町医者をしながら世の中最前線の動きを感知、駅前から所見を発信。

多様性を味わう

2019年02月23日 | 町医者診言

                          

 

 一時醤油顔とソース顔と見た目で分けるのが流行った。七三か六四で醤油顔のほうが多いようだ。違いには遺伝子的な要素が大きいと思われるが、それが何時頃何処から来たかはよく知らない。南から北からそして中ほどからやってきた人たちが混在しているはずだ。おそらく相当詳しいところまで分かっていると思うが、微妙なところがあるのか定説となっていないのかさほど世間には知られていない。
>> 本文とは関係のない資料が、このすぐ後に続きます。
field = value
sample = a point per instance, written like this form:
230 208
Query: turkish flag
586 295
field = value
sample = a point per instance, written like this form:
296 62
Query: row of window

 系統混血があるにしても、日本が同質的で同調を志向(嗜好)する社会なのは間違いない。しかし、それでも実は地方の特色というか県民気質というか微細で細々した違いが溢れている。テレビラジオで言葉の違いは少なくなってきたようだが、地域地方で色々な違いがあり、みんなそれを認め楽しんでいるところがあると思う。私は美濃で育ったので蕎麦にはあまり馴染みがなかったのだが、長じて東京で十年ばかり暮らし蕎麦好きになった。しかし味噌だけは八丁味噌から抜けられない。八丁味噌が天下を制していると思っていたのだが、実はマイナーなのを知って愕然としたものだ。今でもよくまあこんな味のない味噌汁をみんな飲んでいるなあと心の底では思っている。

 科学的根拠などと言いだすと飛躍しすぎで行き過ぎかもしれないが、違いがあるからこそエネルギーが生まれ生命が生まれてきた。勿論、俺の考え私の選択を認めるけれども他人にも同意を強いるのは行き過ぎで争いの始まりと申し上げたい。

 五十九歳になられた皇太子殿下が多様性を認める次代をとの見出しを読んだ。こうした規範に恵まれたのを僥倖と感じている。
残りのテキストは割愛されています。